Group two is what I refer to as enhanced energy. This refers to things that give you a jittery sensation or an elevated sense of vigor through nerve stimulation. The most common example of this is caffeine.
Caffeine gives us “energy” by inhibiting a regulatory neurotransmitter that essentially let’s our main source of neural stimulation run free.
This is a direct up regulation of our nerves, which gives us a feeling of liveliness many wish to replicate non-stop. There is evidence this temporarily improves performance and concentration, but is generally not sustained for extended periods (hence “enhanced”).
Our third group is what I call assisted energy. The assistants are what help our body regulate the pathways of daily and enhanced energy (calories and our nervous & endocrine system). Without this group, our body would not be able to produce actual energy for daily processes. In this sense, they are an indirect source of energy. This becomes important when we reveal what this group consists of. The energy assistants are exercise, vitamins and minerals. Why does this matter? Energy drinks and energy shots, all touting ability to provide lasting energy, and boasting a B-vitamin complex fit for a week of intake are the reason this group makes energy such a vexing word. The main role of B-vitamins in “energy processes” is in the metabolism of carbohydrates, fats and protein. Our body relies on them to breakdown our true energy. When you realize the B’s don’t provide direct energy (unless you are deficient and begin consuming it), it becomes obvious that the “more is better” mentality does not make sense.
Your body needs a certain amount of each of the B-vitamins to carry out specific processes. Less than that amount, you are not running at max efficiency and will have reduced energy, but consuming excess has no enhancing impact on energy levels.

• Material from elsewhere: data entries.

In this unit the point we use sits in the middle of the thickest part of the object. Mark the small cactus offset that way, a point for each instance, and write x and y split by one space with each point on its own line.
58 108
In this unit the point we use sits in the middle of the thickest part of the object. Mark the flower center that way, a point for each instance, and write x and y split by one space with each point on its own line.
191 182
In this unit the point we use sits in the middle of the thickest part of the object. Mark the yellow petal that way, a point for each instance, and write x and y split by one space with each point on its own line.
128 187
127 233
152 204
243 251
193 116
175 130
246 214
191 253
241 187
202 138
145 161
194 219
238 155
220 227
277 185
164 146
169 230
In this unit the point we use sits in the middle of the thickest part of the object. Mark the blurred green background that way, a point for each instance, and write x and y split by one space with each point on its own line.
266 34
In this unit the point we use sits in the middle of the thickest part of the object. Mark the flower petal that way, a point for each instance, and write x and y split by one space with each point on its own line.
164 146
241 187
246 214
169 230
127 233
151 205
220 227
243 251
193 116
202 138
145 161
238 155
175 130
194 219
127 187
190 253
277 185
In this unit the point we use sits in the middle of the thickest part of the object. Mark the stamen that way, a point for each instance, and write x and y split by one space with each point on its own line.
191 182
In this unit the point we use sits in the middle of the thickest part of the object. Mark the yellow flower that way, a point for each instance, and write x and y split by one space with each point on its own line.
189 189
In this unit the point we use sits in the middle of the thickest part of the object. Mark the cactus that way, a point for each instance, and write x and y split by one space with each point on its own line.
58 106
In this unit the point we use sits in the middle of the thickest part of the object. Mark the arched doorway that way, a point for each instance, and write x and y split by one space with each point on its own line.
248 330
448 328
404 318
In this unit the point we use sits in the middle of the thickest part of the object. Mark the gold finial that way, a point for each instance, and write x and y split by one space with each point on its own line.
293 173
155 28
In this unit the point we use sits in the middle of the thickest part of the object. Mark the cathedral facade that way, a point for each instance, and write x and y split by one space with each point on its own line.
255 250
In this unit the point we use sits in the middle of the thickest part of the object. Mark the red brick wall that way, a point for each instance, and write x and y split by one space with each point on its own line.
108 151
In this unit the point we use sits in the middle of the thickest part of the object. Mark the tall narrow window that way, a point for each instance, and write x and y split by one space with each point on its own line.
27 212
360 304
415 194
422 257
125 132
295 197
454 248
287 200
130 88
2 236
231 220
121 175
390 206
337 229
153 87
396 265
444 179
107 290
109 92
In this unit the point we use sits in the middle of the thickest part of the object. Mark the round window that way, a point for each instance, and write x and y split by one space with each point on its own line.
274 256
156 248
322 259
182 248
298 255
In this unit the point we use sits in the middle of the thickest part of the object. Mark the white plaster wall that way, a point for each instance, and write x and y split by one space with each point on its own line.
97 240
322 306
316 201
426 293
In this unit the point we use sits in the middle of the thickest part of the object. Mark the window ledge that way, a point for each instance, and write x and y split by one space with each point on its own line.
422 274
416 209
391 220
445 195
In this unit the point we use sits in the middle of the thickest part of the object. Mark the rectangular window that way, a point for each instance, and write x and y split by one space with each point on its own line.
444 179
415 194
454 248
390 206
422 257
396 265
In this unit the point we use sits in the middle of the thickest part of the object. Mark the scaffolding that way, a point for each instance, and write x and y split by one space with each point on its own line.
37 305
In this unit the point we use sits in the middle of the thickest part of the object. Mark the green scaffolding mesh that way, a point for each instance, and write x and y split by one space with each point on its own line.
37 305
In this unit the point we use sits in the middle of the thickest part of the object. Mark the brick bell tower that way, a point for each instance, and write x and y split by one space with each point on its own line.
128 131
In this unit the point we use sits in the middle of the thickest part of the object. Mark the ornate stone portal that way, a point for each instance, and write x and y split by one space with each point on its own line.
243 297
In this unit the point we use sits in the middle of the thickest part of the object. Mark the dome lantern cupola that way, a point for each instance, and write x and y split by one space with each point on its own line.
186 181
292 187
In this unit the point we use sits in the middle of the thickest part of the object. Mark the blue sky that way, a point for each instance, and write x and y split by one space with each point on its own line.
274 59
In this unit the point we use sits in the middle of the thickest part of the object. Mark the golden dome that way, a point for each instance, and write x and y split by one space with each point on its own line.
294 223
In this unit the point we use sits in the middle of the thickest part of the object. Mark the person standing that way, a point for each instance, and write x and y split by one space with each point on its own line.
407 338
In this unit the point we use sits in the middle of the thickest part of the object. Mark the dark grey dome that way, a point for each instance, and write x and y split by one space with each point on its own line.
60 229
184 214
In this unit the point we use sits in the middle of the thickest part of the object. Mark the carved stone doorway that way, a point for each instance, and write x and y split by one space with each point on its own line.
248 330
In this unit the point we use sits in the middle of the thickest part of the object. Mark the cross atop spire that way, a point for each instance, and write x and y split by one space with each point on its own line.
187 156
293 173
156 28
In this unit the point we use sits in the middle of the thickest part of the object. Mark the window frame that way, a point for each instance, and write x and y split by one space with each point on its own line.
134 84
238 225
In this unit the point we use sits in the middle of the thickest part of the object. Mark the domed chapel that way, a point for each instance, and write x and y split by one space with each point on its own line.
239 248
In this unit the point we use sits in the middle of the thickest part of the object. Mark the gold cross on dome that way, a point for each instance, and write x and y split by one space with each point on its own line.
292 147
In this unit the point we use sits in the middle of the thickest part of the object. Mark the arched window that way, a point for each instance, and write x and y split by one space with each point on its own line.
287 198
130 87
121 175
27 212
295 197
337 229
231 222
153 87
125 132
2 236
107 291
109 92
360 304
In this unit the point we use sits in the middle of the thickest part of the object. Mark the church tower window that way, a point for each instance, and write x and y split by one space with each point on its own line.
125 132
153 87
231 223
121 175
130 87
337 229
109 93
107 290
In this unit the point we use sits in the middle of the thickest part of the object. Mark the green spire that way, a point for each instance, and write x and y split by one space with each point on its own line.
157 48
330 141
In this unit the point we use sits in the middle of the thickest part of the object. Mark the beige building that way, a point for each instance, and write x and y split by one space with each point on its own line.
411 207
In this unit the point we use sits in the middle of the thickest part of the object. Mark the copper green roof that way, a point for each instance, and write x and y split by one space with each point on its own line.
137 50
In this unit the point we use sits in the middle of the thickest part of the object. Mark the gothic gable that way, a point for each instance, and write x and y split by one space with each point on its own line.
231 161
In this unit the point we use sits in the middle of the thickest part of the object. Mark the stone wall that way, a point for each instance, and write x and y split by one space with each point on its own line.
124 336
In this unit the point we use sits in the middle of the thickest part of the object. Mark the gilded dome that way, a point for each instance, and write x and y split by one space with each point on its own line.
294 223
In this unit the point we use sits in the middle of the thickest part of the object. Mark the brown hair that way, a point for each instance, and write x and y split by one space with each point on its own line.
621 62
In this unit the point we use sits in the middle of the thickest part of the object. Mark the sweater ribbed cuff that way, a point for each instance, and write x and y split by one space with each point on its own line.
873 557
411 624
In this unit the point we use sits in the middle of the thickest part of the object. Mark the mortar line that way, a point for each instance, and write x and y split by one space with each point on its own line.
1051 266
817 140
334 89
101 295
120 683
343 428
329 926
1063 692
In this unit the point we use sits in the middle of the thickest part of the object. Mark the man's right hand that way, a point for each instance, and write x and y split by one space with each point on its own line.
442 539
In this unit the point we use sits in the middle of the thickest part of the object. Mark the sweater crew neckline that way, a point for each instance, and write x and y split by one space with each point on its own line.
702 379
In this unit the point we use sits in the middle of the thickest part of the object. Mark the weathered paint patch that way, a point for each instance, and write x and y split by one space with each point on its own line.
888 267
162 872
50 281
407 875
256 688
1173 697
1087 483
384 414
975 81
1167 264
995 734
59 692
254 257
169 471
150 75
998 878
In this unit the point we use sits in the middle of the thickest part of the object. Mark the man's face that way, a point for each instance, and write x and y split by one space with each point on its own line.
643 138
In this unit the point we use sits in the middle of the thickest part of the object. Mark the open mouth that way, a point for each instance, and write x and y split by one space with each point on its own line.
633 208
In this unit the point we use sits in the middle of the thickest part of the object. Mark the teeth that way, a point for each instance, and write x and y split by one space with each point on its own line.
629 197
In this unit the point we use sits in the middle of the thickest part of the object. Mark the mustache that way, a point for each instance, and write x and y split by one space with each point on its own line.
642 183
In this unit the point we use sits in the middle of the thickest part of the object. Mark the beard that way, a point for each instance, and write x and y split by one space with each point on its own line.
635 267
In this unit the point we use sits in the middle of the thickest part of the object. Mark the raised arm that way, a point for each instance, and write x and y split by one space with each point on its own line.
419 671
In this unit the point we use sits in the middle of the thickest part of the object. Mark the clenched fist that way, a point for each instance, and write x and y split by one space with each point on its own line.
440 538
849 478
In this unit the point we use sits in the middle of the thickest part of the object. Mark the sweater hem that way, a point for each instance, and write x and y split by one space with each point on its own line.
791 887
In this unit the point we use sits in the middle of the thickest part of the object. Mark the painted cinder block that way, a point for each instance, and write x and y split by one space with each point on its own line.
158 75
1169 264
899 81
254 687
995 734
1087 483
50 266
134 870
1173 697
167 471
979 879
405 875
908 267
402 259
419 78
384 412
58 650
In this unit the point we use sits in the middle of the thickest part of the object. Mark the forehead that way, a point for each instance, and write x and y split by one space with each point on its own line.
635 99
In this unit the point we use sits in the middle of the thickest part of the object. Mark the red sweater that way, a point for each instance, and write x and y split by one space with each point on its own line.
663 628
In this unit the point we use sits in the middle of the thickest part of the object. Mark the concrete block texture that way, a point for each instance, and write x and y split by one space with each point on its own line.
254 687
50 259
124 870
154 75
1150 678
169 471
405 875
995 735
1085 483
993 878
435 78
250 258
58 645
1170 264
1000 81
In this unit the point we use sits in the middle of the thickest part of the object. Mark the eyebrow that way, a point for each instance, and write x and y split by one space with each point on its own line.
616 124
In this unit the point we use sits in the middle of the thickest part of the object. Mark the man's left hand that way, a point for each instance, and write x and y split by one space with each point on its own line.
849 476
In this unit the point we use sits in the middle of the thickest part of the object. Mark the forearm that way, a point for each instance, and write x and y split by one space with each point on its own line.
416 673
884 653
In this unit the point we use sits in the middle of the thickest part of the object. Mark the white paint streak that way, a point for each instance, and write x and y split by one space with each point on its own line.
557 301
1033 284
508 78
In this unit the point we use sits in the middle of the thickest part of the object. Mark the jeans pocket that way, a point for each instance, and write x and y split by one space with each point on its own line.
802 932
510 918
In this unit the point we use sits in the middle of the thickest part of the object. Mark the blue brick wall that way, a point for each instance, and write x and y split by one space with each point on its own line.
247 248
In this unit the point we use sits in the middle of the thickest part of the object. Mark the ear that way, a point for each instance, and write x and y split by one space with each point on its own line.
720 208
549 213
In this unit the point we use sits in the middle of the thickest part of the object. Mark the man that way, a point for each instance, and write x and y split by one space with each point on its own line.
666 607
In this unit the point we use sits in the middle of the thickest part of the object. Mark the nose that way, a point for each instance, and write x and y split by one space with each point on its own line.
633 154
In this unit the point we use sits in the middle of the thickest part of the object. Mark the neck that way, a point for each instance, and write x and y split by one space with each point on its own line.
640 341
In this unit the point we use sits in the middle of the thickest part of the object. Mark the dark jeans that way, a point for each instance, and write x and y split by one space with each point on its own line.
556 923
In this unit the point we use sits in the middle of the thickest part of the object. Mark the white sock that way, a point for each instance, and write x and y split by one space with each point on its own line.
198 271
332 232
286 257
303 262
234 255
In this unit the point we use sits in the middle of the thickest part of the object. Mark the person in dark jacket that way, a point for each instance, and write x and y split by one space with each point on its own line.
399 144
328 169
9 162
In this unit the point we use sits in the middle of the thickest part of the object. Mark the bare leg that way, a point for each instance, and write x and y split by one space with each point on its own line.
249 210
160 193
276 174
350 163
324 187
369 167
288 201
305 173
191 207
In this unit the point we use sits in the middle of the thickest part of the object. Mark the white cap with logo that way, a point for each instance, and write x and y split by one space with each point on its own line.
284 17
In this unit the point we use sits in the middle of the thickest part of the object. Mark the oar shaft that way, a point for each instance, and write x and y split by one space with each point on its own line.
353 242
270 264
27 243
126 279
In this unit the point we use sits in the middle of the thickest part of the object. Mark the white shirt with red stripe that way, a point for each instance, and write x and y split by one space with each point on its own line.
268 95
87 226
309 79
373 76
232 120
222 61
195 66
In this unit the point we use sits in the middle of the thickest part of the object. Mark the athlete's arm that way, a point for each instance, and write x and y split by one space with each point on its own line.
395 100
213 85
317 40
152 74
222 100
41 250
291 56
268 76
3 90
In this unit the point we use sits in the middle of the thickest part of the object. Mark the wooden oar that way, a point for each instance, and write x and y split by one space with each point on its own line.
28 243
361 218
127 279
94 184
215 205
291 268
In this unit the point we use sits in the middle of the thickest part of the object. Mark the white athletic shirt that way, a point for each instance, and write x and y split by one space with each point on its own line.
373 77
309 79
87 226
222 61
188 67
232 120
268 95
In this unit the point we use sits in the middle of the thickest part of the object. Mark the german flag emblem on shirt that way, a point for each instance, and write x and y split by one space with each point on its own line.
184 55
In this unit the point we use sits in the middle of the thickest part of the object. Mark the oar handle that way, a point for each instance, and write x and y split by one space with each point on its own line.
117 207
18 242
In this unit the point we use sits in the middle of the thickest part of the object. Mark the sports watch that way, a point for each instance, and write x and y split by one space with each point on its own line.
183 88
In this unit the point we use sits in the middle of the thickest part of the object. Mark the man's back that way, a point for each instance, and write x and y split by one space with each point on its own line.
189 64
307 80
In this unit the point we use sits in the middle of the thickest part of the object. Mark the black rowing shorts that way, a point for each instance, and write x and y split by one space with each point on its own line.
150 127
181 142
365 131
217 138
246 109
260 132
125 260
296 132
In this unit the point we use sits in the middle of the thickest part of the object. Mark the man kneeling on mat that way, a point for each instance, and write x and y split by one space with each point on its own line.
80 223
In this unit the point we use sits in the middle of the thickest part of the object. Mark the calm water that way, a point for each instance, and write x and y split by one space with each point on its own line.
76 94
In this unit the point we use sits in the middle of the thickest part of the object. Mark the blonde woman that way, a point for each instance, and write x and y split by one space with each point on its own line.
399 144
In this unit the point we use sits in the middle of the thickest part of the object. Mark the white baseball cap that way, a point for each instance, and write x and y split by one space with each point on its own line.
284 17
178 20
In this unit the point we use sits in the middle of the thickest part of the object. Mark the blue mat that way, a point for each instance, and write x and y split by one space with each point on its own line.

With the definition in place, let’s revisit that list from the business insider again:
Almonds: Fats, Protein, Vitamin E, Minerals
Dark chocolate: Caffeine (& other Methyxanthine), sugar, fat, phytonutrients
Salmon: fat, protein, vitamin E, iron
Spicy herbs: phytonutrients, trace vitamins/minerals
Greek Yogurt: protein, carbohydrate, minerals
Leafy Greens: fiber, vitamins, minerals, phytonutrients
Whole Grains: carbohydrates, minerals
Blueberries: carbohydrates, vitamins, phytonutrients
Eggs: protein, fat, vitamins, minerals
Once we break out the main nutrients each food provides, a couple things become obvious. Clearly, there is not a common nutrient or ingredient that ties these foods together. Instead, the energy they provide is a result of a diet that follows the Lifestyle Triad: Balance, Moderation, and Variety.
The next time you are feeling fatigued, instead of buying a B-complex at GNC or slinging back a redbull with a triple shot of expresso, try assessing your lifestyle. Chances are one of the following is out of balance. Correct the issue and overcome the problem!
Are you sleeping enough? (6-8hrs)
Are you eating enough? (calories, fluids)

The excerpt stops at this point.